Wooden baton associated with Baltimore policing

The espantoon (/ɛsˈpən.tuːn/ es-PƏN-tewn) is an ornate straight wooden baton, equipped with a long swiveled leather strap for twirling. It originated in, and is still strongly associated with, the Baltimore Police Department, the police department of the city of Baltimore, Maryland, United States. The term is considered distinctly Baltimorean.

The word itself derives from that of the spontoon, a polearm carried by British Army infantry officers during the Revolutionary period. The espantoon has been considered a symbol of the "policeman's office and dignity". Before the advent of police radio, the espantoon was reportedly used by Baltimore policemen to call for assistance, where its user would bang it on the curb or a drainpipe.

In 1994, Thomas C. Frazier took over as Baltimore's police commissioner and banned the espantoon. Frazier, a Californian, believed that the device, and the policemen's twirling of it, was intimidating to the civilian populace. He attempted to replace it with another weapon, the koga baton, much longer at 29 in without a strap or handle.

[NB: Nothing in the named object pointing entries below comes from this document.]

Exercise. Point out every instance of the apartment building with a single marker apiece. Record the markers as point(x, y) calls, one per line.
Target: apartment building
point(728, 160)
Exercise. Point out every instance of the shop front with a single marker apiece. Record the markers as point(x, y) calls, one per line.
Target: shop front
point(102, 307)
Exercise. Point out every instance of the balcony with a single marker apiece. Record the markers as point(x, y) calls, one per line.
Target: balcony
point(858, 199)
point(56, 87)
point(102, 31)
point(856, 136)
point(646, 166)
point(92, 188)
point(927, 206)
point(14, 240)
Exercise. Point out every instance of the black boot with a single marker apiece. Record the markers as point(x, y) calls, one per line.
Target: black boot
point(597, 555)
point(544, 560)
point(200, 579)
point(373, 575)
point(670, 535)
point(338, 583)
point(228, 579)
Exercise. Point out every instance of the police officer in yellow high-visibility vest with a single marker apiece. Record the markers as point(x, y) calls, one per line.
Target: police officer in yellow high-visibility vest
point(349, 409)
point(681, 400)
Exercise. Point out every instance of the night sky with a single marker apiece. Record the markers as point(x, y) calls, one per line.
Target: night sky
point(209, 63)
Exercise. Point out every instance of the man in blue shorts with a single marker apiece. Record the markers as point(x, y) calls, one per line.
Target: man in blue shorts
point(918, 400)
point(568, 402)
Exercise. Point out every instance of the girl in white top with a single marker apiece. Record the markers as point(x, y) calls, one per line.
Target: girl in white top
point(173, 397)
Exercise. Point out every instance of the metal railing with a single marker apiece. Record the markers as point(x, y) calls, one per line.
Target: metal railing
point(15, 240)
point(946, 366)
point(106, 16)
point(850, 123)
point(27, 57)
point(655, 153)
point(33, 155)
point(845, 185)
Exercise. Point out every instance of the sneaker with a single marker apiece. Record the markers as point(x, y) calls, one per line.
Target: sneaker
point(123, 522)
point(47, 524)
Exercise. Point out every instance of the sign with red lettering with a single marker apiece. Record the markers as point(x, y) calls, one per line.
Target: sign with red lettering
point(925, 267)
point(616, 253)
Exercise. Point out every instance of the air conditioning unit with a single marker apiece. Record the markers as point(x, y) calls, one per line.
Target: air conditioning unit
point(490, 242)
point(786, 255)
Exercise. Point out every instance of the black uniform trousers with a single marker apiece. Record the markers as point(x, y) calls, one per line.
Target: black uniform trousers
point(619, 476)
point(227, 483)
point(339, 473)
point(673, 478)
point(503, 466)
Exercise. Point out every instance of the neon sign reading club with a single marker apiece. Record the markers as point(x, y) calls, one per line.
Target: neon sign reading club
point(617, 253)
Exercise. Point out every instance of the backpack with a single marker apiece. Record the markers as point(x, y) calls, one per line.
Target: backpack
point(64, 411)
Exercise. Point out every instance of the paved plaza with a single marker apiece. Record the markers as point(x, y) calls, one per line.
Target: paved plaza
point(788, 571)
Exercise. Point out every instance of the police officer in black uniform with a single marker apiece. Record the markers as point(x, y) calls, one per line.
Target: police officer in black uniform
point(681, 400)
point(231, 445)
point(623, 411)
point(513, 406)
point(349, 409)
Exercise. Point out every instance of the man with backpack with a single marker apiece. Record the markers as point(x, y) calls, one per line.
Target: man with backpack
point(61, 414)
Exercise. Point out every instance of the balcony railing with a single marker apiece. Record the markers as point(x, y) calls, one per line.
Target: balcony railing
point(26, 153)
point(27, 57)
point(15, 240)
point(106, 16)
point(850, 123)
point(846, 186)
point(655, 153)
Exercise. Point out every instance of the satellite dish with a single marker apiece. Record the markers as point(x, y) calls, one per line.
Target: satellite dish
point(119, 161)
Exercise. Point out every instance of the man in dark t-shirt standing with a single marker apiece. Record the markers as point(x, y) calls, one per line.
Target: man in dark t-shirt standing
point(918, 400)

Many officers, however, felt that the koga was cumbersome, difficult to master, and even more dangerous than the espantoon.

In 2000, Edward T. Norris assumed the office of police commissioner and lifted the ban on the espantoon, although he did not mandate its use. The move was made as part of a general effort to boost morale and instill a more aggressive approach to policing in Baltimore. Norris stated, "When I found out what they meant to the rank and file, I said, 'Bring them back.' ... It is a tremendous part of the history of this Police Department."